Take Oliver Perez's Mysterious Knee Injury. This began as an amusing bit of farce, from Oliver's colloquy in the training room with noted medical professional Jay Horwitz to Oliver seeming to not quite remember which knee hurt. (In the New York Times, Ben Shpigel's arch account [4] was only missing a sprinkling of those eye-rolling animated emoticons.)

But the more you think about it, the less amusing it gets.

Oliver Perez has an ERA of nearly 10, which might be a stretch even for coaches throwing BP. He belongs in Triple-A, where the likes of Bobby Jones and Steve Trachsel regained what passed for their mojo.

I think the Mets know that. And I know Ollie can refuse the assignment. (Can't you just imagine Omar Minaya trying to send Oliver down only to receive a sat-phone call from the undersea hideaway of Scott Boras, who sinisterly stroked the Persian cat on his lap throughout their conversation?) But in searching for an answer, the Mets seem determined to continue their aggravating recent tradition of thoroughly mismanaging a big-league roster. The knee injury, if it was indeed fake, was a lame but acceptable cover story in an era of huge salaries and fragile athlete egos — but the Mets could barely stick to that story for a single news cycle. Instead of being in Buffalo or on the DL Oliver is in the bullpen, where it's frankly incredible to think he'll be able to solve whatever's wrong with him. And poor Ken Takahashi is suddenly a starter. (His diary entries about how American baseball teams conduct their business must be quite something.) A not-so-fearless prediction, about which I'd be thrilled to be wrong: None of this will work, and the Mets will finagle a flare-up of the phantom knee injury that sends Oliver to Buffalo or St. Lucie a couple of weeks after he should have departed. In the meantime, only the Mets could start with “Oliver Perez Has Developed a Case of the Sucks” as Point A and somehow decide “Let's Screw Up Two Roster Spots” makes sense as Point B.
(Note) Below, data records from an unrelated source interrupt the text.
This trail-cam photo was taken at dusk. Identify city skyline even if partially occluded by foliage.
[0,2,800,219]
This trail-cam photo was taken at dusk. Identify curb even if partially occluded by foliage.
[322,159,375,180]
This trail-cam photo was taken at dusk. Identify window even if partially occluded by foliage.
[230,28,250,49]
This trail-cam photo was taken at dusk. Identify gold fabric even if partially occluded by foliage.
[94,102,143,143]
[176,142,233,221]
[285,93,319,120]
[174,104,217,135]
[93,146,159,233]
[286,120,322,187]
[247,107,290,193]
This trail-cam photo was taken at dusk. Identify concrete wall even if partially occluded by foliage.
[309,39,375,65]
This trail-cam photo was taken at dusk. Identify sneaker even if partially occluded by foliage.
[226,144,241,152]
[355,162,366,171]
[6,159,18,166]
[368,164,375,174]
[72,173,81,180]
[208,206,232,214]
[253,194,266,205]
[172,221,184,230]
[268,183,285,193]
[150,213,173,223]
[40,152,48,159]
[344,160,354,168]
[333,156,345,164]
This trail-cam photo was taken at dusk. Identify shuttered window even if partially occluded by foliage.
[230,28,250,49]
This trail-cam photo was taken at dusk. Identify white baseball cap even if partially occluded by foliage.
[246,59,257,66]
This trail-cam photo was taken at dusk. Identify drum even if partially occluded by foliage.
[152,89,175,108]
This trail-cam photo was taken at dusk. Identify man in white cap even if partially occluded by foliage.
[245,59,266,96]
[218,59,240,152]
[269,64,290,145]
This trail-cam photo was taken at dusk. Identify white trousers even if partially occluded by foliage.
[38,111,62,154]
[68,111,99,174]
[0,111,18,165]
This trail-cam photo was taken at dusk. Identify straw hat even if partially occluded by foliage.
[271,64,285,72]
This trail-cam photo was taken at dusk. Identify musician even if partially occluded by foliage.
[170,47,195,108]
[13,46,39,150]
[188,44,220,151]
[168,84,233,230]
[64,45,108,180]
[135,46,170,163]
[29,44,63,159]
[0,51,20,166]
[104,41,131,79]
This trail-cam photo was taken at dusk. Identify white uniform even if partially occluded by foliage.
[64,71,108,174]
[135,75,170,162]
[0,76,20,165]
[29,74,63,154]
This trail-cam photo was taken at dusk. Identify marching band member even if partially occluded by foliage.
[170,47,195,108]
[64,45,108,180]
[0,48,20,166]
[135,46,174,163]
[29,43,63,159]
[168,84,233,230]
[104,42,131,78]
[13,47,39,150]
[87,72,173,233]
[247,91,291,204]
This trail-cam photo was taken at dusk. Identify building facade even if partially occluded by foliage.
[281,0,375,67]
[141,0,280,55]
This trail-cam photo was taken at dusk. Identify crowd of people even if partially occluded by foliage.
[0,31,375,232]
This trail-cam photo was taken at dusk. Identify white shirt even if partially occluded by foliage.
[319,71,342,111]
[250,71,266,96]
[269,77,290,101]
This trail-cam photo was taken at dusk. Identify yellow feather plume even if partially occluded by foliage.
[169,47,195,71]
Given all this, Carlos Delgado's all-too-real hip injury becomes terrifying. Not only because it sounds uncomfortably close to what made him play so poorly that he nearly got released, but because it makes me wonder what gap there might be between these Met pronouncements and whatever's really happening. Given the Perez saga, I wouldn't be stunned to find out that Delgado actually has gangrene and needs his leg sawn off. After which he'll spend 13 days on the bench, come in for an inning of hopping gamely but futilely after balls in a blowout, and then go on the DL.